Spor yazarına kına gönderdiler
Abone olZarfta, bir torba kına, kınaya iliştirilmiş bir de ilginç not vardı: "Takımı küme düşürdün.. Al bu kınayı, bir yerine yak"
Toroğlu, başından geçen olayı gazeteci arkadaşı Savaş Ay'a
anlattı, Ay'da aynen köşesine taşıdı: Erman Hoca'ya bombalı mektup!
ERMAN Hoca'yla buluştuk geçen gece. Beyoğlu'nun ünlü Nevizade
Sokağı'na gidip epey bir hoş vakitler geçirdik takım halinde.
Malum; vakit ilerledikçe dillerin bağı çözülüyor Biraz şarkı, biraz
kahkaha, biraz geyikleme-çeşitleme derken muhabbet de firar ediyor.

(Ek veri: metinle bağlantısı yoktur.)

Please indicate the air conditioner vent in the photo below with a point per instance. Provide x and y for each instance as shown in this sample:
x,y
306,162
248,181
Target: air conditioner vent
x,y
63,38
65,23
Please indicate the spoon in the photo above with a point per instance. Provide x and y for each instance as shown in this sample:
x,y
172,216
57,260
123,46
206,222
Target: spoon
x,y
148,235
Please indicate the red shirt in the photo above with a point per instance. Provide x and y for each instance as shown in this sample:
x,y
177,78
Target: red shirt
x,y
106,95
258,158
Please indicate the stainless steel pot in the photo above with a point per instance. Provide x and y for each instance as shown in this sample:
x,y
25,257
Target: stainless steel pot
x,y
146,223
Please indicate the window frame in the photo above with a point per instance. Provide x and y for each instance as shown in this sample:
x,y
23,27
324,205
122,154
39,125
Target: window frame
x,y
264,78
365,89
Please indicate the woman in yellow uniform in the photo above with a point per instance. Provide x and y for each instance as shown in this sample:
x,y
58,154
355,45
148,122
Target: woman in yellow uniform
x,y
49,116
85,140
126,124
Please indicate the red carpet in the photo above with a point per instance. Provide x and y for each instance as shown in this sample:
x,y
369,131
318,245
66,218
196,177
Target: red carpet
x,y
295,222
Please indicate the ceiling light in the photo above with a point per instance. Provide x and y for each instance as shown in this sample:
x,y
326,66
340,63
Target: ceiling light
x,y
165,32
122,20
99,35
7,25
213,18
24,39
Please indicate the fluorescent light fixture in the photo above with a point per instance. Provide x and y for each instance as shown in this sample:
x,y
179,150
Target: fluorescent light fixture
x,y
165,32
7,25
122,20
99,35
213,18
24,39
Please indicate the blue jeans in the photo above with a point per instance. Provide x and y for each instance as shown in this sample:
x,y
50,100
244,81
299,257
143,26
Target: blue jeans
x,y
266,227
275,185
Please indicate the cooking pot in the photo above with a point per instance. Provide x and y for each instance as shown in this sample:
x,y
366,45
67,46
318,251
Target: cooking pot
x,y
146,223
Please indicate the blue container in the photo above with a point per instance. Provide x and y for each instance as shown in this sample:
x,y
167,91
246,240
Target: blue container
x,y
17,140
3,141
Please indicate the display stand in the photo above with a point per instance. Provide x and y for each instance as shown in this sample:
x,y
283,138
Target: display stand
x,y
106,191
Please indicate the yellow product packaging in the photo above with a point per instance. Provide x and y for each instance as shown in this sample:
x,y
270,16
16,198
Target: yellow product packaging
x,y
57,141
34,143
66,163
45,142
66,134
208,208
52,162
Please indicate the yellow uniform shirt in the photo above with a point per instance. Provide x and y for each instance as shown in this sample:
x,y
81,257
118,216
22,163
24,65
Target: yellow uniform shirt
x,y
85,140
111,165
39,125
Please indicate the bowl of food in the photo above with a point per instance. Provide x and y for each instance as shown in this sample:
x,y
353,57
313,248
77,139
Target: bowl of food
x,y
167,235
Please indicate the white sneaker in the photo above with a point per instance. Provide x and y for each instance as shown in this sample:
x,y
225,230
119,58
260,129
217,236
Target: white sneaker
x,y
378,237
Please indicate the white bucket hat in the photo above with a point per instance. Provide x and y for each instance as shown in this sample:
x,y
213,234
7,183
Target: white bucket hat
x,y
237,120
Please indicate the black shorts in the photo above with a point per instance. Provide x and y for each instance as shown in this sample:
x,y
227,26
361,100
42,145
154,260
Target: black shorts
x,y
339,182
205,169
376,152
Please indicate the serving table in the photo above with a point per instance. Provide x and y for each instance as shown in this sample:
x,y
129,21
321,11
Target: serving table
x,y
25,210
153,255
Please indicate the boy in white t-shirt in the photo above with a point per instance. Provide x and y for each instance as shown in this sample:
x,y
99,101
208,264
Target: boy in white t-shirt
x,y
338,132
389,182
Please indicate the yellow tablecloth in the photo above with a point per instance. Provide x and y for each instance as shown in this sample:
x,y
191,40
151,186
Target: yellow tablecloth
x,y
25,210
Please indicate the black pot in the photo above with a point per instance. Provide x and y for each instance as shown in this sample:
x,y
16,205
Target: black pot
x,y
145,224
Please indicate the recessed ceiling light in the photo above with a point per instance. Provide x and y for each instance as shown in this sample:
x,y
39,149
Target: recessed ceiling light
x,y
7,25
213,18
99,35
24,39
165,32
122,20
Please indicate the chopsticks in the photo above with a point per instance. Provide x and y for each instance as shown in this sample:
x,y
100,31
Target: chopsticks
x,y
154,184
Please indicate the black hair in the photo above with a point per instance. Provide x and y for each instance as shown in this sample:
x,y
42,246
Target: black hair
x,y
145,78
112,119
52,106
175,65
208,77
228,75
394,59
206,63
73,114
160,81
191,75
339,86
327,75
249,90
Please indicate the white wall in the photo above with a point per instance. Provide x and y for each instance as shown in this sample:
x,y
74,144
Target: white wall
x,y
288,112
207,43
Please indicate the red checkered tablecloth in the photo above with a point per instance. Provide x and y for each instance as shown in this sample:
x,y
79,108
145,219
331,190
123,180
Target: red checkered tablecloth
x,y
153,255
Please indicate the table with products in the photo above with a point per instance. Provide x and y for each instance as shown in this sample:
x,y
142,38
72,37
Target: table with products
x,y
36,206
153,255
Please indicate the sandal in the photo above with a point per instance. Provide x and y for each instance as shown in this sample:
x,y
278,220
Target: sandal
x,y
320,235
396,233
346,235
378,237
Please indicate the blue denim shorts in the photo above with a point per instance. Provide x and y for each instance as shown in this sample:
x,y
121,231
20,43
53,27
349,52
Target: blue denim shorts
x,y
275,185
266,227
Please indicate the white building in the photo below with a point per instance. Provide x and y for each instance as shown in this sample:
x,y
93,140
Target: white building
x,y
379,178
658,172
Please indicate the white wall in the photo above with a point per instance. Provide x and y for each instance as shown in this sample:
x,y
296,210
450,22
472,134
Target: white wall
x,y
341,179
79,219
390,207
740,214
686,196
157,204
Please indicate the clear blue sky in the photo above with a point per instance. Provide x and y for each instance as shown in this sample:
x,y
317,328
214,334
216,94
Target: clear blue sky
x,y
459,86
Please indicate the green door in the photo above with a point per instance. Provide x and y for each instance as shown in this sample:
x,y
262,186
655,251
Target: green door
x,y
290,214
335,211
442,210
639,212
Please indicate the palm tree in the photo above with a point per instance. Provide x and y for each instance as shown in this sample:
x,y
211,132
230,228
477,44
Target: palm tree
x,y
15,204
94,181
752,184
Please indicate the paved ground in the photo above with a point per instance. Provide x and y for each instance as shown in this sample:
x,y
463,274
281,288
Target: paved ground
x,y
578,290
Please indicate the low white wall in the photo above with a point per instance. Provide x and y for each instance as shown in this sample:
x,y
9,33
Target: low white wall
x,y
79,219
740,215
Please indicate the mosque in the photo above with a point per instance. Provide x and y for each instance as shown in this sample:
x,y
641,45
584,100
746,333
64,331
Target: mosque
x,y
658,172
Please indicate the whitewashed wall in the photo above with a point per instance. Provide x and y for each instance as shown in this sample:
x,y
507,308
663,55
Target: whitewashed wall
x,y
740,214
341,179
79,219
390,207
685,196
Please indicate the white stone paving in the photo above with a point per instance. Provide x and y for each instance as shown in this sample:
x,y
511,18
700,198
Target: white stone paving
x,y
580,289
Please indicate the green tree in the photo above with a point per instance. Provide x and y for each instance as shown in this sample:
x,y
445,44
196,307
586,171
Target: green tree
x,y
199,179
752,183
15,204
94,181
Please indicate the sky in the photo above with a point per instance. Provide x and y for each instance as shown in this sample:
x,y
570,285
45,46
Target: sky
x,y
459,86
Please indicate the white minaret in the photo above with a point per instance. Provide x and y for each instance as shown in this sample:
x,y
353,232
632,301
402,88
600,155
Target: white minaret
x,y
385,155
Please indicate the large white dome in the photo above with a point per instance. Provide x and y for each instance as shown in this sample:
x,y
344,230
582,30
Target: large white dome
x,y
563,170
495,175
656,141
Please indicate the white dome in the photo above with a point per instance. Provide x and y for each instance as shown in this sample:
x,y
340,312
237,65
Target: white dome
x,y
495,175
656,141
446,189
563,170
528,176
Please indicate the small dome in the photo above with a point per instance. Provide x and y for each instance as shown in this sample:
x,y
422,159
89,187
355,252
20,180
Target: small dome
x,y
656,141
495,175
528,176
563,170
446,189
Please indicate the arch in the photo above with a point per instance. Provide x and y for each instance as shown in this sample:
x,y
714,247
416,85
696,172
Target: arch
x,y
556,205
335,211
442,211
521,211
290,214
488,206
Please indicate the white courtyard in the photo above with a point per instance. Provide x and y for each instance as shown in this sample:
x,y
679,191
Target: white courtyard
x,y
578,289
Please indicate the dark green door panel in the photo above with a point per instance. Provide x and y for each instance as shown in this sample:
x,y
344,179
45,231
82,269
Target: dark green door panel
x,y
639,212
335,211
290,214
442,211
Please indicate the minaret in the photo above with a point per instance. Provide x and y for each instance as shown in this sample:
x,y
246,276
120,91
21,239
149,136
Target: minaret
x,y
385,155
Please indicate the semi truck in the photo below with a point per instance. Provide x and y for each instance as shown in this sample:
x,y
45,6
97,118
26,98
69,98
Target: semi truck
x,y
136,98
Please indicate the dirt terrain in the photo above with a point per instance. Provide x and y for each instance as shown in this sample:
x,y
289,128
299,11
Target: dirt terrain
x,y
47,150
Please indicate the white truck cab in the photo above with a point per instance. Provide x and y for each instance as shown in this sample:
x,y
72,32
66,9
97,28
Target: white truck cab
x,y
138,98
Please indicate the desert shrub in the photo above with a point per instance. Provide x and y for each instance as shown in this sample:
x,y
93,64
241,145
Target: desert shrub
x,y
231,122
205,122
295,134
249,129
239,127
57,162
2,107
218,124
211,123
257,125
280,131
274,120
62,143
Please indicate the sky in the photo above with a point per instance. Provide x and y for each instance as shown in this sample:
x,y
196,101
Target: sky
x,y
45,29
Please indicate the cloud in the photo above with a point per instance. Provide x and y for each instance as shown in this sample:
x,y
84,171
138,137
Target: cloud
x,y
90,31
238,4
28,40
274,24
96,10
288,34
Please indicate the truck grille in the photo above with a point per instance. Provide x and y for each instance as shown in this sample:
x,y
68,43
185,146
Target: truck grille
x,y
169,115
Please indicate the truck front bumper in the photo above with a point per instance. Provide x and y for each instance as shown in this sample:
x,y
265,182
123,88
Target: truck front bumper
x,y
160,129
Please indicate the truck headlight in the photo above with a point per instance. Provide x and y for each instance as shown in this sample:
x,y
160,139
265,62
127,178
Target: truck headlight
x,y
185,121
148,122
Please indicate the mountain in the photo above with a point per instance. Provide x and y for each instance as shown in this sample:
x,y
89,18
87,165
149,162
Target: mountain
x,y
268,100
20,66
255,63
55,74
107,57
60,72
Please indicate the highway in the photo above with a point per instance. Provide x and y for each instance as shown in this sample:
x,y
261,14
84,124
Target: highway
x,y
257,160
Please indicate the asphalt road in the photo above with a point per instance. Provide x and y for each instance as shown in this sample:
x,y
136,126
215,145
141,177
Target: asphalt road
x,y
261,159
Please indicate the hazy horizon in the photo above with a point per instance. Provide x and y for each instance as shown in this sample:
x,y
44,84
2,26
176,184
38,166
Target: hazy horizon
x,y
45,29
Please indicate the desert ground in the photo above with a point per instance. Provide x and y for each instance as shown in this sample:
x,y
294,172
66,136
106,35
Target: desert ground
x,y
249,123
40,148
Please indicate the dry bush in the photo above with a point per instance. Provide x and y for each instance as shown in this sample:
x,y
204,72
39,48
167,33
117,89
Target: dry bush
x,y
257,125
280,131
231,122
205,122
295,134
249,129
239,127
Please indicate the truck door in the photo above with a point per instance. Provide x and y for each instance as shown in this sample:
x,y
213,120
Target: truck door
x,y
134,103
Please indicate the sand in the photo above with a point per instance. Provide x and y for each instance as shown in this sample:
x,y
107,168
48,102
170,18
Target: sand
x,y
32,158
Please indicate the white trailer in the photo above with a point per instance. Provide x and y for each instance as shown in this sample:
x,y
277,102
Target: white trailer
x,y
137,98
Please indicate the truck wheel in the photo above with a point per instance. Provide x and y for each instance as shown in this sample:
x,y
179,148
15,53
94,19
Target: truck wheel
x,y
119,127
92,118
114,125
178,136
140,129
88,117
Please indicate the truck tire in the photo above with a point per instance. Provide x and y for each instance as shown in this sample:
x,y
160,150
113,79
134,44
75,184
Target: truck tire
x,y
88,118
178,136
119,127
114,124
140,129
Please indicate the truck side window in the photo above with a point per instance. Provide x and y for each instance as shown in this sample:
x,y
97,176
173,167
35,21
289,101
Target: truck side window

Kehanet mi gerek?.. İşte tam bu dediğim hallere bürünmüşken ortak
arkadaşımız Dilaver sordu Toroğlu'na; "Hocam aşağı yukarı ne
dediysen çıktı sezon sonunda. Mutlu musun kehanetlerin tuttuğu
için?" Erman Abi soruyu duyunca hince ve cince güldü. Dedi ki;
"Kehanet değil Dilo can. Ona görünen köy derler. Eh köy görününce
de ne Erman gerekir ne kılavuz ne Nostradamus!.." İç bakalım hoca
iç!.. Bu lafına gülüşümüz yarıda kaldı, çünkü tam o sırada boylu
boslu bir delikanlı bitiverdi Erman Hoca'nın sırt üstünde. Biraz da
küstah tavırlarla hocayı hafiften itikleyip bir de kart bıraktı
masaya. Baktık ki düşen takımlardan birinin taraftar kartı. Sonra
da kinayeli biçimde lafını koydu o genç; "İç bakalım hocam iç.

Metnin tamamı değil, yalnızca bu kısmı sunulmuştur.